利己主義者だ。途方もない妄想狂だ。『朽ちる糧のために働かずに、永生の糧のために働け』という。これこそ妄想狂の白昼夢だ。永生とは一体何だろう? 生命《いのち》ある物はきっと死ぬ。永存する物は無生物だけだ。『俺に来る者は飢えないだろう。俺を信ずる者は渇かないだろう』ではお前へ行かない者は飢えるということになるのだな。ではお前を信じない者は、渇くということになるのだな。彼奴は要するに大山師だ!」
ユダがイエスを裏切ったのは、こういう考えの相違からであった。
十三人は歩いて行った。
次第に夜が更けてきた。月光は少しずつ冴えて来た。十三人は痩せて見えた。木乃伊《ミイラ》のように痩せて見えた。
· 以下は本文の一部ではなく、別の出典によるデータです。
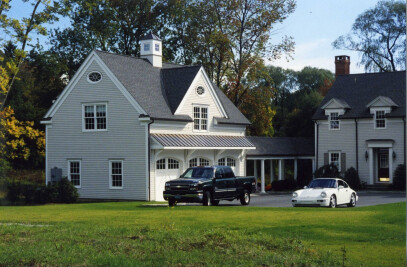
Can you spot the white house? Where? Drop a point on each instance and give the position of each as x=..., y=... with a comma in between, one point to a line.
x=361, y=123
x=125, y=125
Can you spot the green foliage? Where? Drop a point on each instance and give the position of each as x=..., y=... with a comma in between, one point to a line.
x=29, y=192
x=134, y=235
x=352, y=178
x=399, y=178
x=327, y=171
x=284, y=185
x=379, y=34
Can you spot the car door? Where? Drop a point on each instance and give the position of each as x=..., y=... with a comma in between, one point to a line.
x=220, y=184
x=342, y=194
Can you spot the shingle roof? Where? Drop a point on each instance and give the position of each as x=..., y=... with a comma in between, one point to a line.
x=209, y=141
x=358, y=90
x=281, y=146
x=160, y=90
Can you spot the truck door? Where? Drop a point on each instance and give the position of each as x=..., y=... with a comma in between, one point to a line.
x=220, y=184
x=231, y=182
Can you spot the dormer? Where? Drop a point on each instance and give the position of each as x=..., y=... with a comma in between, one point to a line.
x=335, y=105
x=381, y=103
x=151, y=49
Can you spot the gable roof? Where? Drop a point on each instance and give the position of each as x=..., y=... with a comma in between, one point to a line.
x=358, y=90
x=160, y=90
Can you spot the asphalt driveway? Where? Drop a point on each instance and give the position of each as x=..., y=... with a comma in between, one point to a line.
x=366, y=198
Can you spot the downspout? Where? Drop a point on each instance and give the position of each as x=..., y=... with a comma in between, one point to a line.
x=149, y=156
x=404, y=121
x=357, y=146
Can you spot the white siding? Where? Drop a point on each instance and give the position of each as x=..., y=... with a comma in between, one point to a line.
x=124, y=139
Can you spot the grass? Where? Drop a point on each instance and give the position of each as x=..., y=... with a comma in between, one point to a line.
x=128, y=234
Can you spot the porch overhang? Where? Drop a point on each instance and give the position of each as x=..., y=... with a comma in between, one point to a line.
x=204, y=142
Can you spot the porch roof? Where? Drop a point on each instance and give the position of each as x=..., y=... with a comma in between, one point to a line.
x=185, y=141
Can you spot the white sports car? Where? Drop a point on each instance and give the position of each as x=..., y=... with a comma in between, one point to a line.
x=326, y=192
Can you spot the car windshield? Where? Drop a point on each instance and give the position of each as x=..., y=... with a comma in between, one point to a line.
x=198, y=173
x=322, y=183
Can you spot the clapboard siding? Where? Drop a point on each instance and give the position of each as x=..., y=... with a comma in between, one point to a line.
x=124, y=139
x=342, y=140
x=394, y=130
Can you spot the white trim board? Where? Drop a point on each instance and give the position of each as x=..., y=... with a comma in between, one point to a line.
x=93, y=57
ユダ奴が俺を売ったらしい。パリサイ人の追手達が、身近に逼っているらしい。
――イエスはすでに察していた。彼の動作は狂わしかった。いつものような平和《おだやか》さがなく、木の根や岩に躓《つまず》いた。そうして幾度も休息した。それでもそのつど説教した。
楊《やなぎ》の茂みを潜りぬけ、ケロデンの渓流《ながれ》を徒歩《かち》渡りし、やがてゲッセマネの廃園へ来た。